A plastic bag is in a yard with leaves and grass
A plastic bag in a yard on College St. [Madison Moore]
On March 6, Athens City Council Member Alan Swank, D-4th Ward, introduced an ordinance aimed at reducing plastic waste by phasing out single-use plastic bags in the city. 

“I would love to eliminate (immediately) but going from where we are today to zero is quite a stretch,” said Swank. 

The ordinance has support from Athens Rethink Plastics, a local volunteer group working to raise public awareness about plastic pollution. 

One volunteer, Janalee Stock, said she knows the transition would not be easy. 

“It’s going to feel hard in the beginning. I recognize that. But in juxtaposition to what the scientists have been warning about for many, many years, we must do this for the next generation,” said Stock. 

Eight states have already passed similar bans.

If passed, the ordinance would require stores and vendors to transition to paper or reusable bags.

On April 3, council amended the ordinance to change the effective date from Aug. 1 to Jan. 1, 2024, giving stores and vendors more time to get sustainable alternatives to plastic bags and eliminate existing inventory. 

Business owners have expressed concern over the proposed ordinance, citing potential financial strain. 

Todd Thomson, owner of Grub-N-Go on Union St., said rising costs already make it tough to pay the bills. Adding this to the mix could force him to close his restaurant. 

“It’s going to hurt us in the long run,” said Thompson.  

The College Book Store, located on Court St., uses up to 50,000 plastic bags each year.

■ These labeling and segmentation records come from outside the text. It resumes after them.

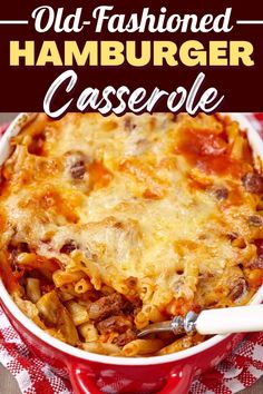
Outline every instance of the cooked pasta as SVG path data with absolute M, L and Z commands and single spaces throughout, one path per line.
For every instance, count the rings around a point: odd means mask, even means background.
M 0 274 L 50 335 L 129 357 L 204 341 L 149 323 L 243 305 L 263 279 L 263 177 L 228 117 L 37 119 L 1 167 Z

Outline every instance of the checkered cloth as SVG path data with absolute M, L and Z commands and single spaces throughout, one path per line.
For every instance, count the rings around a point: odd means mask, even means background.
M 247 117 L 263 136 L 263 114 L 247 114 Z M 0 134 L 3 131 L 4 127 Z M 48 364 L 30 353 L 1 308 L 0 362 L 14 376 L 22 394 L 72 394 L 67 378 L 60 377 Z M 198 377 L 192 384 L 191 393 L 233 394 L 250 387 L 262 375 L 263 333 L 253 333 L 214 370 Z

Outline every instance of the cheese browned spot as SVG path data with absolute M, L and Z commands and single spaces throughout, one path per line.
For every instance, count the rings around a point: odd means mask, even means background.
M 3 258 L 26 244 L 41 260 L 84 273 L 91 319 L 124 313 L 120 302 L 100 307 L 116 294 L 142 328 L 189 308 L 246 303 L 261 283 L 261 265 L 256 278 L 250 266 L 263 238 L 262 177 L 230 118 L 39 115 L 13 148 L 1 169 Z M 67 286 L 65 301 L 78 302 Z

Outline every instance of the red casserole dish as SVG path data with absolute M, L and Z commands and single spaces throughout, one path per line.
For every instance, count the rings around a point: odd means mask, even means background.
M 0 164 L 9 156 L 10 138 L 19 134 L 33 114 L 21 114 L 9 127 L 0 142 Z M 262 169 L 263 142 L 242 115 L 232 115 L 247 137 Z M 187 393 L 195 376 L 218 364 L 244 337 L 244 334 L 216 335 L 179 353 L 154 357 L 113 357 L 88 353 L 69 346 L 45 333 L 17 307 L 0 280 L 1 305 L 11 324 L 29 348 L 55 372 L 69 376 L 75 393 L 100 393 L 100 378 L 107 378 L 116 393 Z M 252 299 L 263 299 L 263 286 Z M 104 386 L 104 392 L 107 387 Z

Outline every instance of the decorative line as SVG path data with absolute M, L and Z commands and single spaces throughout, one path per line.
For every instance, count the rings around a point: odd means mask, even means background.
M 236 24 L 263 24 L 263 20 L 237 20 Z

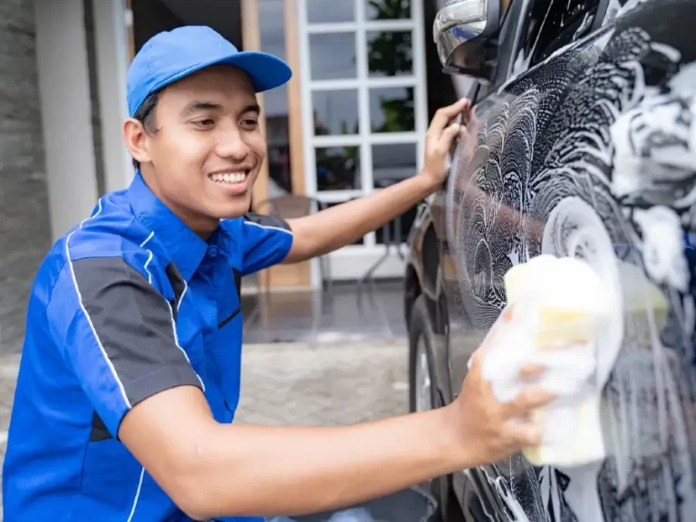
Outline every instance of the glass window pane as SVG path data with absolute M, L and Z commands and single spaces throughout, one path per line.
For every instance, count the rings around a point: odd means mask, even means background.
M 258 23 L 261 51 L 285 59 L 285 12 L 283 0 L 258 3 Z M 290 176 L 290 147 L 288 131 L 287 86 L 267 91 L 264 94 L 266 132 L 268 145 L 268 196 L 273 198 L 293 191 Z
M 364 0 L 368 20 L 411 18 L 411 0 Z
M 372 177 L 374 188 L 382 188 L 414 176 L 418 169 L 418 145 L 416 143 L 394 143 L 372 145 Z M 410 208 L 392 220 L 386 227 L 390 242 L 405 243 L 413 225 L 418 206 Z M 377 244 L 386 242 L 384 227 L 375 231 Z
M 358 134 L 358 92 L 314 91 L 312 93 L 314 136 Z
M 317 147 L 317 190 L 360 189 L 360 147 Z
M 367 34 L 370 76 L 403 76 L 413 73 L 411 31 L 372 31 Z
M 355 78 L 355 34 L 309 35 L 312 80 Z
M 264 2 L 265 0 L 261 0 Z M 331 6 L 327 4 L 331 3 Z M 354 22 L 355 2 L 353 0 L 306 0 L 307 22 L 310 24 L 332 24 L 334 22 Z
M 413 88 L 371 89 L 370 124 L 372 132 L 415 130 Z
M 415 143 L 372 145 L 372 179 L 382 188 L 411 178 L 418 169 Z

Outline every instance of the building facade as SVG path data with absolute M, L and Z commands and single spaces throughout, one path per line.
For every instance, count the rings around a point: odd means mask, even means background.
M 239 49 L 288 62 L 260 95 L 268 160 L 254 205 L 280 195 L 327 206 L 414 175 L 434 111 L 466 94 L 440 72 L 431 26 L 441 0 L 0 0 L 0 346 L 16 349 L 35 270 L 51 242 L 126 187 L 130 61 L 160 31 L 210 25 Z M 413 210 L 392 223 L 405 241 Z M 331 276 L 360 278 L 385 231 L 333 254 Z M 376 276 L 401 276 L 390 256 Z M 275 267 L 270 285 L 315 287 L 314 263 Z

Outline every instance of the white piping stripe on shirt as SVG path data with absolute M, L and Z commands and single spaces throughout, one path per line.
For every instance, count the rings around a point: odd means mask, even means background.
M 150 236 L 148 236 L 147 239 L 140 243 L 140 246 L 145 248 L 145 245 L 154 237 L 155 232 L 152 231 L 150 233 Z M 150 265 L 150 262 L 152 260 L 152 250 L 150 248 L 145 248 L 145 251 L 148 252 L 148 260 L 145 263 L 145 271 L 148 273 L 148 281 L 150 284 L 152 284 L 152 275 L 150 273 L 150 270 L 148 269 L 148 265 Z M 188 288 L 188 285 L 186 284 L 186 281 L 184 281 L 184 291 L 181 293 L 181 296 L 179 298 L 179 303 L 177 303 L 177 311 L 179 311 L 179 306 L 181 306 L 181 301 L 184 300 L 184 295 L 186 294 L 187 288 Z M 181 347 L 181 344 L 179 343 L 179 334 L 177 334 L 177 322 L 174 321 L 174 310 L 171 308 L 171 304 L 167 301 L 167 299 L 164 299 L 167 303 L 167 305 L 169 307 L 169 317 L 171 318 L 171 330 L 174 333 L 174 342 L 177 343 L 177 348 L 181 350 L 181 353 L 184 354 L 184 357 L 186 357 L 186 360 L 188 362 L 188 364 L 191 364 L 191 360 L 188 358 L 188 354 L 186 353 L 186 350 L 184 350 Z M 203 392 L 206 391 L 206 385 L 203 383 L 203 379 L 200 378 L 200 375 L 198 375 L 198 372 L 196 372 L 196 370 L 193 369 L 193 364 L 191 364 L 191 369 L 196 373 L 196 377 L 198 378 L 198 382 L 200 382 L 200 387 L 203 389 Z
M 288 230 L 287 228 L 283 228 L 282 227 L 273 227 L 269 225 L 259 225 L 258 223 L 255 223 L 254 221 L 246 221 L 246 219 L 243 221 L 245 225 L 253 225 L 254 227 L 258 227 L 259 228 L 266 228 L 269 230 L 280 230 L 281 232 L 285 232 L 285 234 L 290 234 L 290 236 L 293 235 L 292 230 Z
M 130 508 L 130 516 L 126 522 L 130 522 L 133 519 L 133 514 L 135 513 L 135 507 L 138 506 L 138 500 L 140 498 L 140 488 L 142 488 L 142 478 L 145 475 L 145 468 L 140 469 L 140 479 L 138 481 L 138 489 L 135 492 L 135 498 L 133 498 L 133 507 Z
M 153 237 L 154 235 L 155 235 L 155 233 L 154 233 L 154 232 L 150 232 L 150 236 L 148 236 L 148 238 L 147 238 L 147 239 L 145 239 L 145 241 L 143 241 L 142 243 L 140 243 L 140 248 L 145 248 L 145 245 L 147 245 L 147 244 L 148 244 L 148 241 L 150 241 L 150 239 L 152 239 L 152 237 Z M 150 269 L 148 268 L 148 266 L 150 266 L 150 261 L 152 261 L 152 256 L 153 256 L 153 255 L 152 255 L 152 250 L 149 250 L 148 248 L 145 248 L 145 250 L 147 250 L 147 251 L 148 251 L 148 254 L 149 254 L 149 256 L 148 256 L 148 260 L 147 260 L 147 261 L 145 261 L 145 266 L 144 266 L 144 268 L 145 268 L 145 272 L 147 272 L 147 273 L 148 273 L 148 283 L 150 283 L 150 285 L 152 285 L 152 274 L 150 274 Z
M 87 218 L 87 219 L 84 219 L 82 223 L 80 223 L 80 228 L 82 228 L 85 222 L 87 222 L 89 219 L 92 219 L 99 216 L 100 212 L 102 212 L 102 199 L 99 199 L 99 209 L 92 215 Z M 119 378 L 119 374 L 116 372 L 116 368 L 113 367 L 113 363 L 111 362 L 111 360 L 109 359 L 109 355 L 106 353 L 106 350 L 104 350 L 103 345 L 102 344 L 102 340 L 99 338 L 99 335 L 97 335 L 97 331 L 94 329 L 94 324 L 92 323 L 92 318 L 90 317 L 90 314 L 87 313 L 87 309 L 84 307 L 84 304 L 82 303 L 82 295 L 80 294 L 80 287 L 77 285 L 77 279 L 75 278 L 75 271 L 72 267 L 72 259 L 70 256 L 70 238 L 72 237 L 72 234 L 75 233 L 75 230 L 68 234 L 67 238 L 65 239 L 65 256 L 67 257 L 68 261 L 68 267 L 70 268 L 70 275 L 72 278 L 72 285 L 75 287 L 75 292 L 77 293 L 77 301 L 80 304 L 80 309 L 82 311 L 82 314 L 84 314 L 85 319 L 87 319 L 87 323 L 90 325 L 90 329 L 92 330 L 92 334 L 94 335 L 94 340 L 97 342 L 97 345 L 99 346 L 99 349 L 102 351 L 102 354 L 104 356 L 104 361 L 106 361 L 107 366 L 109 366 L 109 370 L 111 372 L 111 375 L 113 375 L 113 378 L 116 380 L 116 383 L 119 385 L 119 390 L 121 391 L 121 395 L 123 398 L 123 401 L 128 406 L 129 410 L 132 408 L 130 405 L 130 401 L 128 400 L 128 395 L 126 395 L 126 389 L 123 387 L 123 382 L 121 382 L 121 379 Z

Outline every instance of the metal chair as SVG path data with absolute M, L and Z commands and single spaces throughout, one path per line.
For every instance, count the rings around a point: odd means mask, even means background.
M 324 210 L 326 208 L 326 203 L 315 198 L 295 194 L 270 198 L 254 206 L 256 212 L 276 216 L 281 219 L 304 218 L 316 211 Z M 331 260 L 328 256 L 321 256 L 319 257 L 319 269 L 322 277 L 322 288 L 331 291 L 334 284 L 331 277 Z M 267 293 L 271 285 L 271 270 L 267 269 L 265 272 L 266 276 L 266 291 Z

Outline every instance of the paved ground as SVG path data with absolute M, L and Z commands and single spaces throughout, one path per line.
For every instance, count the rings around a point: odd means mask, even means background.
M 406 347 L 405 339 L 352 344 L 247 344 L 237 419 L 263 424 L 330 425 L 405 413 Z M 16 355 L 0 357 L 0 460 L 17 363 Z

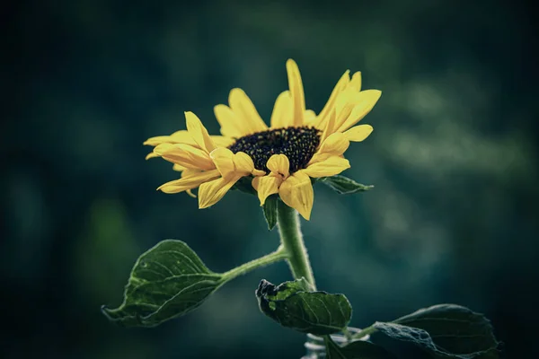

General Manager Gene Armes said the cost to replace the durable plastic bag they currently use with a smaller paper bag is two-and-a-half times higher. The change would cost the College Book Store an extra $8,500 per year.  

“The per bag price is about 13 cents each. The smaller paper bag we will have to transition into will cost us 30 cents each and will have to be made and printed overseas as opposed to the U.S.-made bag we currently use,” said Armes.  

The store orders a full year’s worth of bags at once to get the best price possible. If the ordinance passes, Armes would need to find a way to store the heavier paper bags.

“They will take up four times more space in our building,” said Armes.  

If the ordinance passes, the city will provide a $5,000 assistance program to businesses and vendors to help with the transition. Businesses must apply to receive assistance.

On April 3, Councilman Swank outlined the consequences for any store or vendor that fails to comply with the ordinance.

Any violation of the ordinance would first result in an administrative offense and a fine of $150. Any store or vendor who does not pay the fine within 30 days will receive a minor misdemeanor. Anyone who wishes to appeal the violation can do so at the Athens Police Department.